Je n'ai aucun coreligionnaire ni en pédagogie, ni ailleurs.
Ecrit par : christophe sibille | 27 mai 2006
En faire un livre ? Bien sûr j'y pense (j'ai écrit au départ "j'y panse", lapsus révélateur, et tous ces pédagogues qui crachent sur la culture et qui n'ont même pas l'ouverture d'esprit de voir que les meilleurs oeuvres ont été façonnées par des personnes "résilientes" qui, un jour, ont eu accès à... la culture), mais ma formation ne s'y prète guère, même si je lis beaucoup.
Tout s'apprend ! Je le sais, mon parcourt me l'a enseigné ! Existe-t-il une ou des "bibles" qui enseigent l'art de la rhétorique?
Ecrit par : Philippe | 27 mai 2006
Qui a craché sur la culture? Des noms!
Ecrit par : christophe sibille | 27 mai 2006
Je découvre ce qu'est un "blog" en débarquant sur celui-ci, trouvé dans "Libération" du 26 mai. Ca ne va pas me réconcilier avec les ultimes avancées techniques. C'est beau : tout le monde s'exprime. Non pas parce qu'on a quelque chose à dire, mais parce qu'on veut dire quelque chose.
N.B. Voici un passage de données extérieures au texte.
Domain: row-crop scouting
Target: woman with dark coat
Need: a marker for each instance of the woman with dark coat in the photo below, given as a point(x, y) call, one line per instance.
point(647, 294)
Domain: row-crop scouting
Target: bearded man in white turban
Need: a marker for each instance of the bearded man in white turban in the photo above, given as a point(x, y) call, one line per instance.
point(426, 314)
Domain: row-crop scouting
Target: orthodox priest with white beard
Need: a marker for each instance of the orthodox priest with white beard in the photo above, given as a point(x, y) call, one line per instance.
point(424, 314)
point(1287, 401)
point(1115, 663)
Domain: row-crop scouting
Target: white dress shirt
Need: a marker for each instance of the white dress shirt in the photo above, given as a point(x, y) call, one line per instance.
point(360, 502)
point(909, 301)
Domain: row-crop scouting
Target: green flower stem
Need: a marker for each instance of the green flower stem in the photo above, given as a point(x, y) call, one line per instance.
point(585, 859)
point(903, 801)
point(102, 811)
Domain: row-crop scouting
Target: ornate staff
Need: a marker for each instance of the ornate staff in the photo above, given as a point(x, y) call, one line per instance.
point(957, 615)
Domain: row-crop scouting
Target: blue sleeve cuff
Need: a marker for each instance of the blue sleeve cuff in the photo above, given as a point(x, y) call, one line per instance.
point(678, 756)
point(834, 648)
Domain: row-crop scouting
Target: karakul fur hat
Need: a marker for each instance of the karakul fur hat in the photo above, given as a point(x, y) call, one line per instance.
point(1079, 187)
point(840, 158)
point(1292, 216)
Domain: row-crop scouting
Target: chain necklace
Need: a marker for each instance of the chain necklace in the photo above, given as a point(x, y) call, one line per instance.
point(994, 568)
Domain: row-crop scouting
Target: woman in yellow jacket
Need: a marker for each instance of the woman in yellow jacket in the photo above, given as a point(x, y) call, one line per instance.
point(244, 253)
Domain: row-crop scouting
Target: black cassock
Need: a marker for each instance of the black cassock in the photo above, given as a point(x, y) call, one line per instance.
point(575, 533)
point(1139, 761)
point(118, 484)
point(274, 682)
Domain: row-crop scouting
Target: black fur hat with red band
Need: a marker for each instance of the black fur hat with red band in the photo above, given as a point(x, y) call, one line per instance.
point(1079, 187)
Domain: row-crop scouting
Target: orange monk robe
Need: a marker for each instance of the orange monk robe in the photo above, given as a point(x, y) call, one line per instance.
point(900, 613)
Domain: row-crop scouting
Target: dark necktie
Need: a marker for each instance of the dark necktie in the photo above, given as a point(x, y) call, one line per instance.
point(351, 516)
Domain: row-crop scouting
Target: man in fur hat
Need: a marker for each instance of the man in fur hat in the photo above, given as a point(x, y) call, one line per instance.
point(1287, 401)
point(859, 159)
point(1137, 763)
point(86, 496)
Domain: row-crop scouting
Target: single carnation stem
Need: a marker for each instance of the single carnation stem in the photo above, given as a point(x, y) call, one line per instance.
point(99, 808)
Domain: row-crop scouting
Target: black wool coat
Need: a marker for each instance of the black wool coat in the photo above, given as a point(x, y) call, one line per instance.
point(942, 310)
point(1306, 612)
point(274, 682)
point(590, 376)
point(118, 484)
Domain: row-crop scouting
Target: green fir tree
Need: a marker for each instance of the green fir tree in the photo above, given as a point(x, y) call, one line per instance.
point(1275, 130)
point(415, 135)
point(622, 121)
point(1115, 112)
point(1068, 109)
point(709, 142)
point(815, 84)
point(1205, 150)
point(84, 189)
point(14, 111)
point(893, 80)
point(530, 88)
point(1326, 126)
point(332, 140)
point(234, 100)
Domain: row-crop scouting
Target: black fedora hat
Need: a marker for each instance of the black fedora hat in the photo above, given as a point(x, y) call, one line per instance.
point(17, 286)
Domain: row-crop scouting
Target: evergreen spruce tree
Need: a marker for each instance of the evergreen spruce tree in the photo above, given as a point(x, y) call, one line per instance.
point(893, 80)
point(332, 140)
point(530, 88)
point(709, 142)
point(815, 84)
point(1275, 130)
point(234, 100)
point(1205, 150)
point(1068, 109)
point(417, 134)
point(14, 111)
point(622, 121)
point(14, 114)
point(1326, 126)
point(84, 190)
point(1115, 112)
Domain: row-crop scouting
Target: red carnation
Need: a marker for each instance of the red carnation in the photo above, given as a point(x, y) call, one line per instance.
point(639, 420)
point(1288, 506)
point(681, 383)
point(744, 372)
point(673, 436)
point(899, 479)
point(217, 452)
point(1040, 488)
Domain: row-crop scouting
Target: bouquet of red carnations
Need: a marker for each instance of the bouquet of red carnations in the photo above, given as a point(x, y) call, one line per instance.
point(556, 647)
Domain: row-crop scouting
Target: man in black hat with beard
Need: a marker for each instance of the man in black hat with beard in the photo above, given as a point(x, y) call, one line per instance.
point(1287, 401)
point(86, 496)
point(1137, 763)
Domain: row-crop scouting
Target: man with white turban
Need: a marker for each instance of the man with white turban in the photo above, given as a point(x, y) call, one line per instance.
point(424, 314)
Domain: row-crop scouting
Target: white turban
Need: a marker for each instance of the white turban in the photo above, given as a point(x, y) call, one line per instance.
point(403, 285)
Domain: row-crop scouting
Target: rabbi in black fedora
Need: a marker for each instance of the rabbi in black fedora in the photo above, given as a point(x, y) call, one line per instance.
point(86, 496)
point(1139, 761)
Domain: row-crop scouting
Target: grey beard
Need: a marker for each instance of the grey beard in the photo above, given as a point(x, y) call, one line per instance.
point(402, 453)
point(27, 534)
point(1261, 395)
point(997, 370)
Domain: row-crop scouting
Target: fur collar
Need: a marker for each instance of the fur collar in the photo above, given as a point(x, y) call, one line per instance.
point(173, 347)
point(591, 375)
Moi, ça me "gave". A ce compte, je n'éprouve pas le besoin de "m'exprimer". Comme le dit Bouveresse de BHL dans le dernier "diplo", ça ne sert à rien. L'infrastructure commande. Je n'ai aucune envie de parler pour m'exprimer. Si quelqu'un peut me dire quoi faire pour... pour quoi au fait ? pour refonder la "parole enseignante", pour en restituer le pouvoir agissant, je suis preneur. Frédéric.
Ecrit par : frédéric chambe | 27 mai 2006
Je me demande si christophe sibille existe vraiment ?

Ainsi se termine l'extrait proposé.